The desire to see one’s children excel and succeed is a universal human constant. From small pacific islands, to New York City and back again across the globe, loving parents are sitting down, likely at this very moment, and fretting over how to best prepare their offspring for a thriving future. This week on the blog, we will take a look at how different folks from around the world handle the troubling and profound question: how do I give my kids the best education possible?

Education in China and Korea

China and Korea have an educational tradition that goes back for millennia. Based on Confucian practices revolving around a civil servant exam, these education systems are highly standardized in an attempt to give each individual in a dense and highly populated area the exact same chance to show his or her aptitude.

Students in these places have long school hours, sometimes attending class until late at night and over the weekend. While these kind of demanding curriculum place what is arguably a draconian amount of pressure on young people, the proof of its effectiveness is in the pudding. Both of these countries have had enormous rates of development and modernization over the past few decades, and much of this is thought to be due to their highly educated population.

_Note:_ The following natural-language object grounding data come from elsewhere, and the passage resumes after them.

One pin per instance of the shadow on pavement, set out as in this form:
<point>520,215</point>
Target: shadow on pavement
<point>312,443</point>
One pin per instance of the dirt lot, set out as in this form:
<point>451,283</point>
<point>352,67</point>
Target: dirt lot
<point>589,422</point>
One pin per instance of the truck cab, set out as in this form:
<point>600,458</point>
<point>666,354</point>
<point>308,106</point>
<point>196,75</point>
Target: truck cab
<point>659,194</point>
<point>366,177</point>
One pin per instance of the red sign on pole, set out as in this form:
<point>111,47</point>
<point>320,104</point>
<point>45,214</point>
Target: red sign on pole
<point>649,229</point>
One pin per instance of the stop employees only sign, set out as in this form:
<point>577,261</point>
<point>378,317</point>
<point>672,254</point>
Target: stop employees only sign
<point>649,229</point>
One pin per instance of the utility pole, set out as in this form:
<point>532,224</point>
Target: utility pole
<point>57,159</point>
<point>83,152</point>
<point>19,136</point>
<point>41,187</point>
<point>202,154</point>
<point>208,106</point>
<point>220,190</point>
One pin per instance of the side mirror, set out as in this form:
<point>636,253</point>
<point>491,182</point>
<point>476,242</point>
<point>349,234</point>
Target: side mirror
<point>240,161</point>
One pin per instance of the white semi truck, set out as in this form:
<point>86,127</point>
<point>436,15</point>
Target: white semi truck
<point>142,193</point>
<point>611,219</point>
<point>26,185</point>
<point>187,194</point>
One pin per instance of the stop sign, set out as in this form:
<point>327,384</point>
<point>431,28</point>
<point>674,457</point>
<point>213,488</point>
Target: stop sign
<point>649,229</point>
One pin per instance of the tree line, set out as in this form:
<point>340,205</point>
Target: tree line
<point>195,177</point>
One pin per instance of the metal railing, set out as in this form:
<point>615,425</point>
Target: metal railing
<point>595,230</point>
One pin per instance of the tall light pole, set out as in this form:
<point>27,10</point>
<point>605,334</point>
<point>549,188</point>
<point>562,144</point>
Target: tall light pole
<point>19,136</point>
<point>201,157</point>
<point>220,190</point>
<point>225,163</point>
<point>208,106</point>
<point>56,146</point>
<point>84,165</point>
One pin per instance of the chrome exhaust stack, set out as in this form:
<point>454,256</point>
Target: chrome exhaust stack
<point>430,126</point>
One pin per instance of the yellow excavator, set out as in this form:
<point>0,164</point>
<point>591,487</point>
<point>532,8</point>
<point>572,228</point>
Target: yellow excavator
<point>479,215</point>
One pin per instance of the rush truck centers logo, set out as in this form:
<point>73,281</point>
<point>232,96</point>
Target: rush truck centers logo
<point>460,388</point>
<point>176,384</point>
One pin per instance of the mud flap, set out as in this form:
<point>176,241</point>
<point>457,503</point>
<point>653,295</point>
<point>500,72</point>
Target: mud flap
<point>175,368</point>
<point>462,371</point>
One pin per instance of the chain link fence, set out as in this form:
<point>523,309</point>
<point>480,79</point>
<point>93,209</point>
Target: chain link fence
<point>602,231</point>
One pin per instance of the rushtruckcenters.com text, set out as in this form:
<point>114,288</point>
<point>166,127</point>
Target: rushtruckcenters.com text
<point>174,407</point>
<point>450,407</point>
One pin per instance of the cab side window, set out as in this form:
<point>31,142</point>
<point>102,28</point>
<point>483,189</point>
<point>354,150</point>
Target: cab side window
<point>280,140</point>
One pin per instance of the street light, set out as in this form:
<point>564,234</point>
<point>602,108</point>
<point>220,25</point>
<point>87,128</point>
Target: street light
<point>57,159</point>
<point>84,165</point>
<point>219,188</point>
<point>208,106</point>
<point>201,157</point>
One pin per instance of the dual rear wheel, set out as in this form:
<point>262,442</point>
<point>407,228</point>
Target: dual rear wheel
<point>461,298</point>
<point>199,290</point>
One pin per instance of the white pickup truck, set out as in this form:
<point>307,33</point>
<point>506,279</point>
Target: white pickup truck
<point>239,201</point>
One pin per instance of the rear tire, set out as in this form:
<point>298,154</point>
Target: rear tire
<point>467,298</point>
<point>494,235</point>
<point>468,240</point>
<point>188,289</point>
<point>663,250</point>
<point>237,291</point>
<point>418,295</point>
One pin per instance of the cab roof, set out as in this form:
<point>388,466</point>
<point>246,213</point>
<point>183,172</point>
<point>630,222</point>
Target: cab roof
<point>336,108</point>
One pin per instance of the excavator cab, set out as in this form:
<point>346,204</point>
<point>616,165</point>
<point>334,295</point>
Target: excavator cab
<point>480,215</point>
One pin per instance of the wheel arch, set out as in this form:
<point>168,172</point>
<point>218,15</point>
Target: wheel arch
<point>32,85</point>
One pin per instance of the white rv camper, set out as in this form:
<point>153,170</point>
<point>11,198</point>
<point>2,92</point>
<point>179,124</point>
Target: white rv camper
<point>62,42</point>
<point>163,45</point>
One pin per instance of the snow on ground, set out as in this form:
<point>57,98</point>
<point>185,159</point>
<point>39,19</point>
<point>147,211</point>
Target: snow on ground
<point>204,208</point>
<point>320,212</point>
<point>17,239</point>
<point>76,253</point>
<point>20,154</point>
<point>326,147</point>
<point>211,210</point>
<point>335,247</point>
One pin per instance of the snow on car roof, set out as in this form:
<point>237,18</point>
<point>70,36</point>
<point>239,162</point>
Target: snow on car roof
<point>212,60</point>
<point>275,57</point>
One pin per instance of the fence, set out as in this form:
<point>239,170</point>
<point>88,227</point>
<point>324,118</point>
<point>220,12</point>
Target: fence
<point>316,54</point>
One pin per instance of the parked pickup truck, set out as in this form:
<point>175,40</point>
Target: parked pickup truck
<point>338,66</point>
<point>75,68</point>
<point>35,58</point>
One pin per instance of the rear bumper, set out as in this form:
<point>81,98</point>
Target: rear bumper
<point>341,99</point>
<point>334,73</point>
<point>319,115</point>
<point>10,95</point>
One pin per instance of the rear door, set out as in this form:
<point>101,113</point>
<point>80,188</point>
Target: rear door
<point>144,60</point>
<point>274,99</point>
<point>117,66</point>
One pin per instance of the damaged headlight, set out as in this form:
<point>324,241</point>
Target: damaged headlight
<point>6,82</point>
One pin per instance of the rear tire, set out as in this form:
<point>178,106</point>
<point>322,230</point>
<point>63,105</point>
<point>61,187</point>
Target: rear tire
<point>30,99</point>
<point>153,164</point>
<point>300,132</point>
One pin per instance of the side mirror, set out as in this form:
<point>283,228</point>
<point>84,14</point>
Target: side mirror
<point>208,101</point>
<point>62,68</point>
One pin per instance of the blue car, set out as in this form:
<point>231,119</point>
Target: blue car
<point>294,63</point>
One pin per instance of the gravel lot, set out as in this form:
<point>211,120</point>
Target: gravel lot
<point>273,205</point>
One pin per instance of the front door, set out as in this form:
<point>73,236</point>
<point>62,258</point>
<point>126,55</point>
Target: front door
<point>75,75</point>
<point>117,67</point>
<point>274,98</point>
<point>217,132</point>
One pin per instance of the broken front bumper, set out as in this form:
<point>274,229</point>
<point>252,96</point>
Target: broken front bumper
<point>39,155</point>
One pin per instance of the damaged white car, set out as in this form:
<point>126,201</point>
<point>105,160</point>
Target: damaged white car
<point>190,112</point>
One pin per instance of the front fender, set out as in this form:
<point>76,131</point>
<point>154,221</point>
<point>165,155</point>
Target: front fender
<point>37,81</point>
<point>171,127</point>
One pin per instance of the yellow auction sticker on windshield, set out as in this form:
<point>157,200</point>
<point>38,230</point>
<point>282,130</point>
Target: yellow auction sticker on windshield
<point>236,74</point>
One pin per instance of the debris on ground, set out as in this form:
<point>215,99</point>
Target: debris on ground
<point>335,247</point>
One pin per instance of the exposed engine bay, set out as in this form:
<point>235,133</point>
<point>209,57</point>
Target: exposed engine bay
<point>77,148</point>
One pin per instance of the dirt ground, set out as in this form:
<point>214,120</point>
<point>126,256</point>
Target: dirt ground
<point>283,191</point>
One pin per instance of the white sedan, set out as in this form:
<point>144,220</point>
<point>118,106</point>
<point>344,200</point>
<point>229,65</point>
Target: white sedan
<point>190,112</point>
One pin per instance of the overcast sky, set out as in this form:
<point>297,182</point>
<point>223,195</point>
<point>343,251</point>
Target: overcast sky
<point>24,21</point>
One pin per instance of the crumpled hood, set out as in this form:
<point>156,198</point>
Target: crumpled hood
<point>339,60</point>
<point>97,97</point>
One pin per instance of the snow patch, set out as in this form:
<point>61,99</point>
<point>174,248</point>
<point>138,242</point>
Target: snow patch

Education in the Netherlands

Studies show that children who start school a bit later (4-5) tend to do a little bit better facing the demands and pressures of the classroom, which leads to better academic outcomes all around. Well, leave it to the Dutch to take a good idea and run with it. Kids in the Netherlands tend to have an extended amount of time to stay at home and develop with Mom and Dad before they are thrust into the public school system. No surprise that Dutch children seem to arrive at school with a bit more maturity and confidence. 

Education in Japan

Japan is no stranger to cool and interesting schools of philosophical thought– and their school system is no different. When it comes to Japanese academics, there is often a heavy focus on morality, ethics, and doing right by one’s community. Kids in Japanese schools are responsible for doing the cleaning in their classrooms, teaching them a sense of responsibility and pride. This is a pretty cool approach, and as any visitor to Japan comes to learn, the Land of the Rising Son has one of the lowest rates of crime in the world. Could a nationwide sense of morality be the cause?  Experts haven’t necessarily proven this through research, but we can totally see the connection.

Different Paths Leading To The Same Goal

There is a lot to learn from watching the way diverse people all take different approaches to accomplishing the same goal. Whether in a developing educational system in Africa or a highly-regarded one like in Finland, we all do the best we can to see the kids in our kids are able to develop and flourish. If there is one thing that unites us all as humans, it is by far our love for our children.